Intercom and the EU AI Act: full analysis
Why Intercom Fin is limited risk, not high-risk
Article 50 of the EU AI Act applies to "AI systems intended to interact directly with natural persons." Intercom Fin clearly qualifies. However, the limited risk classification (rather than high-risk) applies because a standard customer support chatbot does not make consequential decisions about people's rights, safety, or fundamental interests.
Intercom Fin becomes high-risk only if you configure it to assist with employment decisions, credit assessments, benefit eligibility determinations, or similar high-stakes functions listed in Annex III. Review your Intercom workflows — if any bot flow collects data used for those purposes, that workflow escalates to high-risk even if the rest of your Intercom setup is limited risk.

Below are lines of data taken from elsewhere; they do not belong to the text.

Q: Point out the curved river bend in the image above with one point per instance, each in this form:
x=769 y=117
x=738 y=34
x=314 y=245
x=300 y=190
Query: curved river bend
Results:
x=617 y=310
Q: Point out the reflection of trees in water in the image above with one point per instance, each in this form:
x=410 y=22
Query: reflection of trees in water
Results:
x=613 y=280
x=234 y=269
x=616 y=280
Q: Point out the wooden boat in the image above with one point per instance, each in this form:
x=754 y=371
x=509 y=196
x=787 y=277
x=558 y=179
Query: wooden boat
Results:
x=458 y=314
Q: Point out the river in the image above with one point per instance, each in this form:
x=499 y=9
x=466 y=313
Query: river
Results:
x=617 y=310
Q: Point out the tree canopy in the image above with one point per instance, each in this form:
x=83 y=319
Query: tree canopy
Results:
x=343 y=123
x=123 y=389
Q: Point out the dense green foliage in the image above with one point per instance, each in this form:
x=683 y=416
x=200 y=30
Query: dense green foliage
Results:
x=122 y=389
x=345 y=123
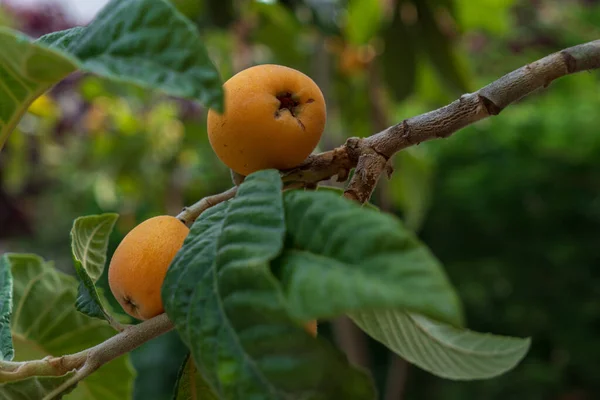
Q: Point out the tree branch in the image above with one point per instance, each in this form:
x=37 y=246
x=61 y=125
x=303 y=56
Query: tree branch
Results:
x=189 y=214
x=370 y=155
x=91 y=359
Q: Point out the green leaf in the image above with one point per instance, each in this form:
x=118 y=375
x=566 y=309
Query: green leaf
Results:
x=191 y=385
x=491 y=16
x=399 y=60
x=32 y=388
x=362 y=20
x=7 y=351
x=44 y=322
x=443 y=350
x=343 y=258
x=440 y=49
x=89 y=243
x=27 y=70
x=235 y=320
x=147 y=43
x=61 y=40
x=411 y=186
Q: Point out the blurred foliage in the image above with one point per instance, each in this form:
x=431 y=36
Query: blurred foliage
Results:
x=510 y=205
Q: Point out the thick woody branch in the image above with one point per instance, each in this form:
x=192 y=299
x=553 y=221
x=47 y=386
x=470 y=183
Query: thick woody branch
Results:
x=91 y=359
x=440 y=123
x=370 y=156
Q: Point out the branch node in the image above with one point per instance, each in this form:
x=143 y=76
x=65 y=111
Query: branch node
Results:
x=490 y=106
x=570 y=61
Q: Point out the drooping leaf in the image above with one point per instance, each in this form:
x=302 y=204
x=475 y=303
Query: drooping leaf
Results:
x=147 y=43
x=32 y=388
x=6 y=347
x=191 y=385
x=343 y=258
x=411 y=186
x=44 y=322
x=27 y=70
x=443 y=350
x=62 y=40
x=89 y=243
x=235 y=320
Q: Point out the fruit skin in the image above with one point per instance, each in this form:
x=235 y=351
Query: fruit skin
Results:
x=257 y=131
x=139 y=265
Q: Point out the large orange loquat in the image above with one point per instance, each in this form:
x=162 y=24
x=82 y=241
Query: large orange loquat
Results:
x=139 y=265
x=274 y=118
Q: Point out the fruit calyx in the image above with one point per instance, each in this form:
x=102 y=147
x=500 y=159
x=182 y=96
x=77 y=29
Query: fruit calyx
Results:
x=288 y=102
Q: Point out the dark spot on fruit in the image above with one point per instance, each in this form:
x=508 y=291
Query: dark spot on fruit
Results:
x=129 y=303
x=287 y=101
x=301 y=124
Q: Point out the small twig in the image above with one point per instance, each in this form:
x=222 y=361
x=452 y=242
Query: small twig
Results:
x=370 y=156
x=441 y=123
x=189 y=214
x=131 y=338
x=116 y=325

Where exactly to add the disclosure in Intercom
The most reliable approach is a bot step at the very start of your Intercom workflow — before any qualifying question. In Intercom's visual bot builder:
- Open your bot flow and add a "Send a message" step as the first action
- Paste your chosen disclosure text into this step
- This ensures every user sees the disclosure before they type anything
Alternatively, set the chatbot's display name to include "AI" or "Bot" — this provides partial disclosure, though the regulation requires an explicit statement, not just a name hint.
The 2 August 2026 deadline is firm
High-risk obligations may be deferred to December 2027 if the Digital Omnibus is formally adopted. Article 50 transparency is not in that deferral. It applies from 2 August 2026 for all chatbots that interact with users in the EU — regardless of where your company is based.
If your Intercom instance serves EU users (you have customers in any EU member state), you need to add the disclosure before 2 August 2026.